Cevizci: “Suriye’de kurulan geçiş yönetimi atama ve terfilerde tek taraflı hareket etmiştir, Şara’nın Türkmenler ile görüşmemesi manidardır”

Suriye Türkmen Dernekler Federasyonu Başkanı Tarık Sülo Cevizci, devlet kademesine yapılan atama ve terfilerde de Suriyeli Türkmenlerin gözardı edildiğini dile getirdi.

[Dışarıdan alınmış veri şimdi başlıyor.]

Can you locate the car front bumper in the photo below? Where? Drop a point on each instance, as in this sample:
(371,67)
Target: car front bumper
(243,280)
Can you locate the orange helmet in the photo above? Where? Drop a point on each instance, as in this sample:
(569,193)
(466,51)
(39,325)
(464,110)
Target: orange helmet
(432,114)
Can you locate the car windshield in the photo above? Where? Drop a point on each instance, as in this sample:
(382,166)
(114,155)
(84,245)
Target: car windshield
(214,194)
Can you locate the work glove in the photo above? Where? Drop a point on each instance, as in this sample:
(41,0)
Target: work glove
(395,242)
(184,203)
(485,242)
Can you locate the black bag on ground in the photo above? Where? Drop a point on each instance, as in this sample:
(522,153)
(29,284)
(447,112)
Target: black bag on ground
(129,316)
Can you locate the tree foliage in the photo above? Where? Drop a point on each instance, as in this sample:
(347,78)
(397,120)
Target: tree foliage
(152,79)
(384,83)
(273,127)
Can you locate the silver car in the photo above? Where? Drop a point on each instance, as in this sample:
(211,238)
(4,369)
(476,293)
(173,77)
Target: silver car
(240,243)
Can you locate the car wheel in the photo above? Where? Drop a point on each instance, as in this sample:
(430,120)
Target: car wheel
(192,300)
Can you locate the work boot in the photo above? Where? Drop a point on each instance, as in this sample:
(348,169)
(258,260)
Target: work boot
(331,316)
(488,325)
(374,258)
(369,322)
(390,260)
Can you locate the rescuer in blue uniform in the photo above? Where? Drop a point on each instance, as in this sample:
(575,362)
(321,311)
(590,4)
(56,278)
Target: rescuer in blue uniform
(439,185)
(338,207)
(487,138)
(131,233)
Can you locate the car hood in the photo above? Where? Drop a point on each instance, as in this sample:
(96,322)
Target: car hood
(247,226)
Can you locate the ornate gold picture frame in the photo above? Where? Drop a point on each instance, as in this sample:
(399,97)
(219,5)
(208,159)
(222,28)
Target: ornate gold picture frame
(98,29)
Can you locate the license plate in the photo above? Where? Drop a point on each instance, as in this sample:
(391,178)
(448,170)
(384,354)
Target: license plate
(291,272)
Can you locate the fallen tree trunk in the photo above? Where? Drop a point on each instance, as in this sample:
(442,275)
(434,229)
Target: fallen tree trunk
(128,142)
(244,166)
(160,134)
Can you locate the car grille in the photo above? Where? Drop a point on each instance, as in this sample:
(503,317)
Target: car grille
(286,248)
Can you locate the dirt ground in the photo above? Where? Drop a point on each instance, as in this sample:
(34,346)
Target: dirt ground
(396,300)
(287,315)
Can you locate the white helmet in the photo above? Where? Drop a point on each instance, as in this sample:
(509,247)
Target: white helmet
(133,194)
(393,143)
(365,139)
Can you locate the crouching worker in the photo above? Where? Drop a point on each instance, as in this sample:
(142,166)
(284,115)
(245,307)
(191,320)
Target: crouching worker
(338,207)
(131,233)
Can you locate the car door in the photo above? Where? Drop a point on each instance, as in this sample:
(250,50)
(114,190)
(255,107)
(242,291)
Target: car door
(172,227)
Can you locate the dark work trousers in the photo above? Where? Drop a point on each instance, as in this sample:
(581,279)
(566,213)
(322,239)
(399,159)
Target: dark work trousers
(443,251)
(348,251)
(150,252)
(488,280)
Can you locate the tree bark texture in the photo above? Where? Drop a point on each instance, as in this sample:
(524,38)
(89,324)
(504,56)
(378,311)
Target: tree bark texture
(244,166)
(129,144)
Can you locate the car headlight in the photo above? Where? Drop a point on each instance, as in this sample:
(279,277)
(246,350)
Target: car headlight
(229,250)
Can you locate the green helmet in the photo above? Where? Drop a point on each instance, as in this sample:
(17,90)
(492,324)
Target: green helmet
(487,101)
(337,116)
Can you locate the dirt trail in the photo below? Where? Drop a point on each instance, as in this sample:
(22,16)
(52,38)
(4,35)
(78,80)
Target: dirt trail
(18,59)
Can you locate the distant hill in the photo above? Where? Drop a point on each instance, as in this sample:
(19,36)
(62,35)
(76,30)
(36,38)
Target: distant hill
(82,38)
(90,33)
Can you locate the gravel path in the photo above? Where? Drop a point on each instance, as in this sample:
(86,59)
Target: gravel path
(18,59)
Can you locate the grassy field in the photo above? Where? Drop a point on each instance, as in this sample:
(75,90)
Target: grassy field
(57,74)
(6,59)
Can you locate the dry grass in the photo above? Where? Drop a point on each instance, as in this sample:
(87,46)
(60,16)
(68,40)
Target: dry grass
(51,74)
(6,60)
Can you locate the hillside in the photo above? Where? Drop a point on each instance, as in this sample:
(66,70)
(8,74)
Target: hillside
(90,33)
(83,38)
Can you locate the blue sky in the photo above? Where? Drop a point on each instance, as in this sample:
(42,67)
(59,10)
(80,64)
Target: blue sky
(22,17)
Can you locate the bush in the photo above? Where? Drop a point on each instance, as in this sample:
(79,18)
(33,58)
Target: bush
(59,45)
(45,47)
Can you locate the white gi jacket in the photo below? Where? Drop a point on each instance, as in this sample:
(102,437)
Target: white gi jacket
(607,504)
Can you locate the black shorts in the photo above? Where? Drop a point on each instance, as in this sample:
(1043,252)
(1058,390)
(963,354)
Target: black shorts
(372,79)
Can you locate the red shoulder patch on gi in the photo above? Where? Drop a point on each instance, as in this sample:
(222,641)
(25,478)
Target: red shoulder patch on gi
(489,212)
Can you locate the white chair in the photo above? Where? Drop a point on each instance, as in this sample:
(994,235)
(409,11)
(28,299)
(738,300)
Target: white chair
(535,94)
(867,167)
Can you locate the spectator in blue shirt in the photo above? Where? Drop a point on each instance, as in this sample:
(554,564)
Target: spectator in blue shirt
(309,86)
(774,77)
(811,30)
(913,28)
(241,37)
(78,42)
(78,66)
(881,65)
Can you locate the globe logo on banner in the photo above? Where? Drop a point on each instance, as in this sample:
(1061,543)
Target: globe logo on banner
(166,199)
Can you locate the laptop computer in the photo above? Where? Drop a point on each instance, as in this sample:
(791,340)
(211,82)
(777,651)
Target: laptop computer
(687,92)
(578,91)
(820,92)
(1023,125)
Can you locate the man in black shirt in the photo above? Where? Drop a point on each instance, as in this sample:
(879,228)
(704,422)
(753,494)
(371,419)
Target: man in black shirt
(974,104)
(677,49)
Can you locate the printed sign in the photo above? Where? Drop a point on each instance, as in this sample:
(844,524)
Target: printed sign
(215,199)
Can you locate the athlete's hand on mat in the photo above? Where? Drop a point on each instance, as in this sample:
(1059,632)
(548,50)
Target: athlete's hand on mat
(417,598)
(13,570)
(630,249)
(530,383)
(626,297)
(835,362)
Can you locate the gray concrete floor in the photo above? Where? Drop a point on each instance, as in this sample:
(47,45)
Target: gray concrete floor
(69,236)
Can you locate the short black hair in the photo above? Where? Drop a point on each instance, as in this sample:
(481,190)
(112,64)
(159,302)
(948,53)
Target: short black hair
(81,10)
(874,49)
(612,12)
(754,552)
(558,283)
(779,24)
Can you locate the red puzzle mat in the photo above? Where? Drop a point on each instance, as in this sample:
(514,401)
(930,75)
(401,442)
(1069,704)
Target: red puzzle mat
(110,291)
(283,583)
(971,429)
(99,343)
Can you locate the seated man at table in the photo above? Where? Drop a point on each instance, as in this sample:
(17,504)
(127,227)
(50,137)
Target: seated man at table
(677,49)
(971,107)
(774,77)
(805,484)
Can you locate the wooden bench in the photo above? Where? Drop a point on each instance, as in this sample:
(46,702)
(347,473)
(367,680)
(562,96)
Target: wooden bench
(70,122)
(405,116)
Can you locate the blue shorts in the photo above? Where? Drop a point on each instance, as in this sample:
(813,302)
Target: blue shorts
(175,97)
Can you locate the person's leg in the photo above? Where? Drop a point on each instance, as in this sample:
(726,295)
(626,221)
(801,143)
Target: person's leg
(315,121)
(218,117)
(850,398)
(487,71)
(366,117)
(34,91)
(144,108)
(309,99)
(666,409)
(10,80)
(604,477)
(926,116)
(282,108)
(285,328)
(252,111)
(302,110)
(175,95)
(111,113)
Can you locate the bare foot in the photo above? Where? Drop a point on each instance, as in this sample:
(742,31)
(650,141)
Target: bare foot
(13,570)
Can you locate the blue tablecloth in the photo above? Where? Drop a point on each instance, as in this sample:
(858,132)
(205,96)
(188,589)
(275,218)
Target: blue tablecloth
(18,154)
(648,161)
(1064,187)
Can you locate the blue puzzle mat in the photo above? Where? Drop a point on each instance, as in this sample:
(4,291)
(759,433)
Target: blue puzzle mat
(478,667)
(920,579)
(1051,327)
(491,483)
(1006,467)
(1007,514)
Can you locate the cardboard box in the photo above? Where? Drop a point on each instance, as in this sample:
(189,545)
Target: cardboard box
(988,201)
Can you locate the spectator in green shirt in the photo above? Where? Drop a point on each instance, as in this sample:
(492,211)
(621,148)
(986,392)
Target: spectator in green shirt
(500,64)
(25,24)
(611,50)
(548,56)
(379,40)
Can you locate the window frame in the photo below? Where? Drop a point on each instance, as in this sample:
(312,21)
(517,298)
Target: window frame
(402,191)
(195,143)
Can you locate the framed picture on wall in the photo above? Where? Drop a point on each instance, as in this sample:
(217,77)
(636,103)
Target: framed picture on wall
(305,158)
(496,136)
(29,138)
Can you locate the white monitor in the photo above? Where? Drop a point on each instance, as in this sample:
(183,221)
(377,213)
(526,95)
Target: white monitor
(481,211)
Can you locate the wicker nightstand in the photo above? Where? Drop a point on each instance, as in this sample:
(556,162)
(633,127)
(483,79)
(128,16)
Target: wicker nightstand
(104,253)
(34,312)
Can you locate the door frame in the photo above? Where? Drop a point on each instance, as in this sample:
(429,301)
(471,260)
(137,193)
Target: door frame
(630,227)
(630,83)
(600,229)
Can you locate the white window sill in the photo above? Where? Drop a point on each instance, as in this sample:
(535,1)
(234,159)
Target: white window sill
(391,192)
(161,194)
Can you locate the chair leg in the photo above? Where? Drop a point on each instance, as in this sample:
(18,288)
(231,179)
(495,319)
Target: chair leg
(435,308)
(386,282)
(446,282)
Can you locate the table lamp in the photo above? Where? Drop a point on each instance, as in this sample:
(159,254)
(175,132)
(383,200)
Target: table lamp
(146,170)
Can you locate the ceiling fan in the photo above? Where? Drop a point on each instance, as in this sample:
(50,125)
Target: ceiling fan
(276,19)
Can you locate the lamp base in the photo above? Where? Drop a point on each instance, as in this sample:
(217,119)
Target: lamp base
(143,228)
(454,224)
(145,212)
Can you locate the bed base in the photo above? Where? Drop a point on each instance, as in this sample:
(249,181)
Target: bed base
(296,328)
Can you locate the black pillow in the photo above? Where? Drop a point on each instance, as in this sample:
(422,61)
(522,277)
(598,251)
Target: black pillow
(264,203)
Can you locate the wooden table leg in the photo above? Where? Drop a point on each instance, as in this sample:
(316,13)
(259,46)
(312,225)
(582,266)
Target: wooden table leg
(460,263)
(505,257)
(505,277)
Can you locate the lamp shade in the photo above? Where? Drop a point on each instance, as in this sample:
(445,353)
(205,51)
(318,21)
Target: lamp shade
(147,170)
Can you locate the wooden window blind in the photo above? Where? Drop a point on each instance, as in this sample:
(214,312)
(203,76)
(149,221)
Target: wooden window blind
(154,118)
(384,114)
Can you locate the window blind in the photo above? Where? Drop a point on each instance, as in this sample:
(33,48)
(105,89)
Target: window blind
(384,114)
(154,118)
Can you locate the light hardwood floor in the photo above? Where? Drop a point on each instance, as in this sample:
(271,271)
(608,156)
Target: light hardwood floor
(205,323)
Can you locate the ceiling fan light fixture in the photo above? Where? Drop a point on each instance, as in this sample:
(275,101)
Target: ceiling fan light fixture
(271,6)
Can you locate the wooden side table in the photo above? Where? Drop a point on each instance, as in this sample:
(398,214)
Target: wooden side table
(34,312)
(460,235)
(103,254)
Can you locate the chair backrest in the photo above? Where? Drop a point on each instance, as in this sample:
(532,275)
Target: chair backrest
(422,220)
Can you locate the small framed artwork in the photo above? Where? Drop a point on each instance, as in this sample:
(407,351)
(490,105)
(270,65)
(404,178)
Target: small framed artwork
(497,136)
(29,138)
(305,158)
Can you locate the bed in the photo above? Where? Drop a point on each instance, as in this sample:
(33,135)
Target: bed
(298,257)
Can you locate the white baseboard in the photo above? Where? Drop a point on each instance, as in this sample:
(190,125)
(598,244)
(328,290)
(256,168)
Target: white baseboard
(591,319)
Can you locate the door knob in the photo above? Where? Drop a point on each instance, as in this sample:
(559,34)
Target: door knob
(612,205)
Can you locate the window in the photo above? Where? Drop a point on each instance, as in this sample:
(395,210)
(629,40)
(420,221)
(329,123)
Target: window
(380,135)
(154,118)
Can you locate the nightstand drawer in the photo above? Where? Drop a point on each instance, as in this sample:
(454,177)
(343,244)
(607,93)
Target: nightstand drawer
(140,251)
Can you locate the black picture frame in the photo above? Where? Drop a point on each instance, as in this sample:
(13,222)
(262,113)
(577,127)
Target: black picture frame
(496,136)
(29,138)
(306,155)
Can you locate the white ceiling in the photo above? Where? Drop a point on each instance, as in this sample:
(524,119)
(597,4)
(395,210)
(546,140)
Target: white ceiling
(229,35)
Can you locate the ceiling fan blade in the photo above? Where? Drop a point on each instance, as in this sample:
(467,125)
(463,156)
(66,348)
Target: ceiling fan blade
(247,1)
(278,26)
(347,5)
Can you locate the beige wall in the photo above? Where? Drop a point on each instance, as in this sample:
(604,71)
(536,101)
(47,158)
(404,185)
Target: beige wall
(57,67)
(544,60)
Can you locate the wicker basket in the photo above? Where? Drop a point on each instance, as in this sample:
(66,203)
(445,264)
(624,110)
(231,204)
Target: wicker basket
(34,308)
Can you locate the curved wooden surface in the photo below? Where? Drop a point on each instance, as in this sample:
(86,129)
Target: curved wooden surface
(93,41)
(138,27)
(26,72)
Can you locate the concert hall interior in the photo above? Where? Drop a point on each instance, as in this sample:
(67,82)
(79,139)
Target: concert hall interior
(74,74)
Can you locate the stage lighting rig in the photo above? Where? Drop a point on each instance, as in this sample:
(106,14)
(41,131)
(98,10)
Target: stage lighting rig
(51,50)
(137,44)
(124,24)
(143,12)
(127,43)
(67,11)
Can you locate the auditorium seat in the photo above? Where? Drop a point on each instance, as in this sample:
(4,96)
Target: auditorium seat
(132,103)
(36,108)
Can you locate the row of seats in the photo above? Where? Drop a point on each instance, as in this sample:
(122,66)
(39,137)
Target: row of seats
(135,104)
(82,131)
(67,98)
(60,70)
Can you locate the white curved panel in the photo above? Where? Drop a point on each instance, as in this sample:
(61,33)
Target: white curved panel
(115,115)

Your browser doesn’t support HTML5

Suriye Türkmenleri Şam’daki yeni yönetimden rahatsız

Cevizci, “Suriye etnik dini ve mezhepsel yönü yanında siyasi geleneği açısından çok kültürlü bir yapıya sahiptir. Ancak Suriye’de kurulan geçiş yönetimi şimdiye kadar yapmış olduğu atama ve terfilerde tek taraflı hareket etmiştir. Bu durum, ‘yeni bir totaliter rejime mi geçiliyor’ sorusunun sorulmasına neden olmuştur. Suriye geçici dönemi lideri Ahmet Şara’nın şu ana kadar tüm kesimlerin temsilcileri ile görüşmesine rağmen Suriye Türkmenleri’nin siyasi ve sivil kanadı ile görüşmemesi manidardır. Milli Diyalog Kongresi’ne Suriye’nin en önemli bileşenlerinin başında gelen Türkmenler’in çağrılmaması ve süreç dışına itilmesi kabul edilmez” dedi.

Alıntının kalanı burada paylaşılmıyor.